Cet incident était depuis longtemps sorti de ma mémoire, lorsqu'en 1902 je reçus une grande enveloppe timbrée du sceau du ministère des Affaires étrangères. Elle contenait une lettre dont la lecture m'arracha une exclamation de surprise.

Paraphrase diplomatique de la demande de renseignements de l'agence viennoise, elle insistait pour que la nouvelle enquête fût menée avec la plus grande discrétion.
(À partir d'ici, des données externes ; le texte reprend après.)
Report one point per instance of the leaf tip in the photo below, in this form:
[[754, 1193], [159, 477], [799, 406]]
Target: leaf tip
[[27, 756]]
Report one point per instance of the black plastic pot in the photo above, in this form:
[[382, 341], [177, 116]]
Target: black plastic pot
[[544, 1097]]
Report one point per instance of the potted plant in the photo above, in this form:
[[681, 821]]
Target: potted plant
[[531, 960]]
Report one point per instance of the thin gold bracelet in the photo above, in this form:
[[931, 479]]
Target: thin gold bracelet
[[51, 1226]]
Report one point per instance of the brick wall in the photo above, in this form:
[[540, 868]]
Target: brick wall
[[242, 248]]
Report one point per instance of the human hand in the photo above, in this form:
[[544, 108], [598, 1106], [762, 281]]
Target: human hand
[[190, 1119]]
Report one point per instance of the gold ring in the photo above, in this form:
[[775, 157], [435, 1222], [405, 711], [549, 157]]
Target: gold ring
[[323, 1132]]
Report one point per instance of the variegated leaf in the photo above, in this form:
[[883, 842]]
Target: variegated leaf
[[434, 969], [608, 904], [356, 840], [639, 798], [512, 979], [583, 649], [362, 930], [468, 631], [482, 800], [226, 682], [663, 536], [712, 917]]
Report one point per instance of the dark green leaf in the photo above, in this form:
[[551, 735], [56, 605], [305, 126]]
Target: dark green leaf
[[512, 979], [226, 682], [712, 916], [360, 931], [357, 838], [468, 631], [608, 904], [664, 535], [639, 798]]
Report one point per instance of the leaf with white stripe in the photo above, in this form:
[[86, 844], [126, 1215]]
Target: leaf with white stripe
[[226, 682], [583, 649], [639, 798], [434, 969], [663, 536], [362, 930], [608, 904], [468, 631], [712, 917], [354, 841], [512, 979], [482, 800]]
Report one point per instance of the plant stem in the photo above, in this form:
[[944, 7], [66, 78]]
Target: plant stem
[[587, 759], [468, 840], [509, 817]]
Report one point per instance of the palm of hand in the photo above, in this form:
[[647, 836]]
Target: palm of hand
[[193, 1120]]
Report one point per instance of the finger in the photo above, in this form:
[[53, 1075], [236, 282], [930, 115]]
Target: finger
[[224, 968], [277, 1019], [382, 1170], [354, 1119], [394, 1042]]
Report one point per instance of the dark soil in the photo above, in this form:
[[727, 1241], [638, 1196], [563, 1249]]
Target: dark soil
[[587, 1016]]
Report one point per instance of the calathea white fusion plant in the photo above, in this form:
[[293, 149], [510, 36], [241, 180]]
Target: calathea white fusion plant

J'étais, en effet, averti confidentiellement que Justus Perth n'était qu'un nom d'emprunt et que le personnage qu'il fallait retrouver à tout prix s'appelait le comte Otto von X...

Une photographie, plus récente que celle qui m'avait été adressée la première fois, était épinglée au verso du pli ministériel, et, dès que j'eus jeté les yeux sur elle, je poussai un cri de stupéfaction: le comte Otto von X..., le pseudo Justus Perth, n'était autre que le secrétaire Dhürmer qui avait si vivement interpellé les deux pauvres diables amenés dans mon cabinet!